Chamomile, Lavender, and Vanilla reduces stress and relaxes the mind making them perfect for a fine dining restaurant. Baked bread reminds one of home and gives a comforting feeling, thus works well for the dessert section of a restaurant or a bakery. Peppermint, cucumber, and citrus flavors make a person feel fresh, making them ideal for restaurants catering to after-work corporate employees. Allowing scents to build up in a cloche fills it with the aroma of good food. Now, as the lid is removed, customers are hit with the same scent, which increases their appetite. It also makes other diners want to order more. The smell of cucumber can make the customers feel that an area is more significant than it seems, which makes it perfect for small spaced establishments.
Depending on the type of vibe and the customer experience you want to create in your restaurant, you can choose from a variety of smells. Just remember never to use barbecue as your scent, even if you run a barbeque joint. It makes the place feel small and more stuffy while killing the appetite.

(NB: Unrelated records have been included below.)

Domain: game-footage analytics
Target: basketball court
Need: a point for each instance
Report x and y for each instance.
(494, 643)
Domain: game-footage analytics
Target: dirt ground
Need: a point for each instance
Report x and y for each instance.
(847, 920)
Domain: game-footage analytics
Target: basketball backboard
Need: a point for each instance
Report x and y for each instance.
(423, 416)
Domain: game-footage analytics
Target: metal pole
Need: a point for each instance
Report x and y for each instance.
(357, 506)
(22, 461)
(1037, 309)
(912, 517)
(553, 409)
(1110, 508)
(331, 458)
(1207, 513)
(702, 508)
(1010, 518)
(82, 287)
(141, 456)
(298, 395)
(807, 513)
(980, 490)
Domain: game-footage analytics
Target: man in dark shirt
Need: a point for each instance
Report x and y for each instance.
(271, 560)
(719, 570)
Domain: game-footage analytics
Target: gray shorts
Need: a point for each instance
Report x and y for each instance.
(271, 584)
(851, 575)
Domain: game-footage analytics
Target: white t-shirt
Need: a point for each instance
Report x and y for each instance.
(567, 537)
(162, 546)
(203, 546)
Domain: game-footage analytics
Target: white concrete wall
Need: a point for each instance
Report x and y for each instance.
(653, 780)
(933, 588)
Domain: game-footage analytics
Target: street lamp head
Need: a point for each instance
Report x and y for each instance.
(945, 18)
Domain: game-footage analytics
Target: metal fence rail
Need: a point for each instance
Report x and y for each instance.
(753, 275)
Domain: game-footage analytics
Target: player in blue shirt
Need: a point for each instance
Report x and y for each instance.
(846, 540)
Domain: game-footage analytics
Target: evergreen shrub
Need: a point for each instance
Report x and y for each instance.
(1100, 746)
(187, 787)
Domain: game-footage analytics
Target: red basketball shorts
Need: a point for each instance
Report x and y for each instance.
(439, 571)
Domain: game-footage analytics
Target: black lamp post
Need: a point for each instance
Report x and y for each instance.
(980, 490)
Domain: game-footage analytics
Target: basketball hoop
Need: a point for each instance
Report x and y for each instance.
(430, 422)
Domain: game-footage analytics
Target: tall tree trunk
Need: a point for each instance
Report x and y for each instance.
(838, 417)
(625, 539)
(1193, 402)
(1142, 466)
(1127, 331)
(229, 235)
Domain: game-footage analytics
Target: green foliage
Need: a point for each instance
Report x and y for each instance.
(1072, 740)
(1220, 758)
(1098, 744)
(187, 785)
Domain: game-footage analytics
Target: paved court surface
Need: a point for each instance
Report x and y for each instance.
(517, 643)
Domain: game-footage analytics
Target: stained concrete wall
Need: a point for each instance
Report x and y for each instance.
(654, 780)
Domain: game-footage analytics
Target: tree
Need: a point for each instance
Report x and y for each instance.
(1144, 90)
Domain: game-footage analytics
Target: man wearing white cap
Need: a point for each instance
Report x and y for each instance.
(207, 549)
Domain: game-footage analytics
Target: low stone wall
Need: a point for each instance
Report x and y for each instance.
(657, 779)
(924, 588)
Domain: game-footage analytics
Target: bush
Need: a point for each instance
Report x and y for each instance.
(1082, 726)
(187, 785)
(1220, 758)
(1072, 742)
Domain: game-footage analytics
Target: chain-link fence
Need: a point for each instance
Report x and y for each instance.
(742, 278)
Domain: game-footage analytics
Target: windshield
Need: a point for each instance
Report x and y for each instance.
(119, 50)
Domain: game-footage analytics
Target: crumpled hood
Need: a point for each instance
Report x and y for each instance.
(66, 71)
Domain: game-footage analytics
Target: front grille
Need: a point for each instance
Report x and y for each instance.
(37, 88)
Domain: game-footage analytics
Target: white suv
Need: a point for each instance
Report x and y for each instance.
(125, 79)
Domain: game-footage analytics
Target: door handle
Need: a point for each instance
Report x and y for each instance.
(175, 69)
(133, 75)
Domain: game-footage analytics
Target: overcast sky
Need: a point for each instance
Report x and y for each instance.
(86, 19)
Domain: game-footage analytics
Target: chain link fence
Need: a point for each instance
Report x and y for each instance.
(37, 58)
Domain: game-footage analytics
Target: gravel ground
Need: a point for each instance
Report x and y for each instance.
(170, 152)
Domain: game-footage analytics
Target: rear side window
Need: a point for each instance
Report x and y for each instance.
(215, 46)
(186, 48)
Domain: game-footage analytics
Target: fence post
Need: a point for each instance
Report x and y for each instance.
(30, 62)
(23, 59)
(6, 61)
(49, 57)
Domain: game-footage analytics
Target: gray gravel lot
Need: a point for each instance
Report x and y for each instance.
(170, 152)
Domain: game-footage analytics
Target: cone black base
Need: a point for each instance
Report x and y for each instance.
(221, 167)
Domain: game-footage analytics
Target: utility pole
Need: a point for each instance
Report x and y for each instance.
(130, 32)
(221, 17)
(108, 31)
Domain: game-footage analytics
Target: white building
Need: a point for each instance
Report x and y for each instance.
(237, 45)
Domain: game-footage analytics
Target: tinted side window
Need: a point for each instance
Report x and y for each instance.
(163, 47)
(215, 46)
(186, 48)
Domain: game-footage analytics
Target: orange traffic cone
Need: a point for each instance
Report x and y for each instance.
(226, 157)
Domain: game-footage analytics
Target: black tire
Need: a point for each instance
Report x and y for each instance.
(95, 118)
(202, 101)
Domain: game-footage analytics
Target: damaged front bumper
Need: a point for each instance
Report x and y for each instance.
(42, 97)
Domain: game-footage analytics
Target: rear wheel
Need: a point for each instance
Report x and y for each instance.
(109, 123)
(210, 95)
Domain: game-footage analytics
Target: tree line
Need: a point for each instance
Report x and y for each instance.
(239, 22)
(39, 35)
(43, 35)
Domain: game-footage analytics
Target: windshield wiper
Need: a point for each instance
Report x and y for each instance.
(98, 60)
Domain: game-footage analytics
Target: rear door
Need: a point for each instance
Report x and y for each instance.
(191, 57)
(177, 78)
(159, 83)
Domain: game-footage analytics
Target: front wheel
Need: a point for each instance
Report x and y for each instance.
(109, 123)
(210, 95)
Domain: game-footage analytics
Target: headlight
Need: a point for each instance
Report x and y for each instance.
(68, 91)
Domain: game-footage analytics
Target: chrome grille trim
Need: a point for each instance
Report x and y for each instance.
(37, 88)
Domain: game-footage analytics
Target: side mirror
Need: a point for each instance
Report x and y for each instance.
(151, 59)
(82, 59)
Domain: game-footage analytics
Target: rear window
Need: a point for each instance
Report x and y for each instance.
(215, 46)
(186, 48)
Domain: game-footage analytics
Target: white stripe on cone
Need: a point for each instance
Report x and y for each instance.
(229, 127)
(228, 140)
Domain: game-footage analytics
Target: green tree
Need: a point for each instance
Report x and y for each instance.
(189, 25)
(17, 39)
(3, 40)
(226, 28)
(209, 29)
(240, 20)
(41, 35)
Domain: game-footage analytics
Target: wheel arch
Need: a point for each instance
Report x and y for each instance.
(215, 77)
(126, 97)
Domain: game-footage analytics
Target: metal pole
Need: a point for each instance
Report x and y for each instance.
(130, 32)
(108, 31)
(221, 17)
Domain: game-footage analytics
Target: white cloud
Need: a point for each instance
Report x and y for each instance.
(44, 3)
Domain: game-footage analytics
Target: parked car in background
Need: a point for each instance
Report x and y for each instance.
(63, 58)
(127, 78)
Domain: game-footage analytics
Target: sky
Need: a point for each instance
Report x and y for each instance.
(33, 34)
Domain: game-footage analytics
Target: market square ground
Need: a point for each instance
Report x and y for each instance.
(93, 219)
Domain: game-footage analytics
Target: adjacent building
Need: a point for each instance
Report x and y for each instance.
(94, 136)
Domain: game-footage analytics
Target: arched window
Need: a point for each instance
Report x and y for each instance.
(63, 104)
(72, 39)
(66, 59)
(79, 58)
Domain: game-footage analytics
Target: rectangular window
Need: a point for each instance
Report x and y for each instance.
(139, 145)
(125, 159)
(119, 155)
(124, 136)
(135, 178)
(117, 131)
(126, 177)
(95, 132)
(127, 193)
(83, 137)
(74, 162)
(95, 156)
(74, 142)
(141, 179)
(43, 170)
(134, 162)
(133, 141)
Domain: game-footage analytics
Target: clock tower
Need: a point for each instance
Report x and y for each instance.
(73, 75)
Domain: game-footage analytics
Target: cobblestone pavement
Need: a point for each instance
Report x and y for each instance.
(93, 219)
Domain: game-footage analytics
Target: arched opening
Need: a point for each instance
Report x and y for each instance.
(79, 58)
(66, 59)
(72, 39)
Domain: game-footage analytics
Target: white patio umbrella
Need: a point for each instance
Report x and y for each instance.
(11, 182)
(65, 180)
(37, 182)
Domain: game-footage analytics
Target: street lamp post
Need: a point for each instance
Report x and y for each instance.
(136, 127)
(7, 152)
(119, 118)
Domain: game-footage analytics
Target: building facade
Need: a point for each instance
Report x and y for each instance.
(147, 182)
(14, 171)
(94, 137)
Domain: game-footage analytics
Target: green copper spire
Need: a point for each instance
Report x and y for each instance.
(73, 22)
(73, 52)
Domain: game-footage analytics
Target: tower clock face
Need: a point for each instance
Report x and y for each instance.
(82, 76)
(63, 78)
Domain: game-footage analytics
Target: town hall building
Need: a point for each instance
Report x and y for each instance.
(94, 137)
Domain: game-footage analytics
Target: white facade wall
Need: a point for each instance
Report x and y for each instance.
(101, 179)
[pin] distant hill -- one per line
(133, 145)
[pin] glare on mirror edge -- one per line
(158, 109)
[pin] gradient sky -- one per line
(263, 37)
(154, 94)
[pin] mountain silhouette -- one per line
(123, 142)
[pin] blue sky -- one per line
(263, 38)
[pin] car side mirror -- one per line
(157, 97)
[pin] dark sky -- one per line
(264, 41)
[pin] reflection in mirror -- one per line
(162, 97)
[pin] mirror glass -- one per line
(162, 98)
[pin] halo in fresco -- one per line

Lastly, we come to acoustics. You may think that music or choice of it is not necessarily important, but that is the most incorrect conception you could have. Music does more than just fill the gaps in a restaurant. First, we come to the volume of it. Controlling the volume at which you will play the music is the trickiest thing to do. While too loud can create noise, too soft can make people think that other diners can hear them and so make them awkward. We advise that you use acoustic control techniques like false ceilings, carpets, or curtains.
Now coming to the type of music, that also depends on your clientele. For a high-end restaurant, instrumental works best. Having a live piano is the best thing you can do if you run a fine dining restaurant. For restaurants that are not exactly fine dining but not QSR’s as well popular, trending music is the right choice. Use faster beats for rush hour and relaxed, slow tempo beats for off-hours.
More than half of marketing is understanding your customer’s psychology and taking advantage of it to get what you want. Employ these tips in your restaurant interior design to make sure that you leave a desirable impact on your customers and make them come again and again.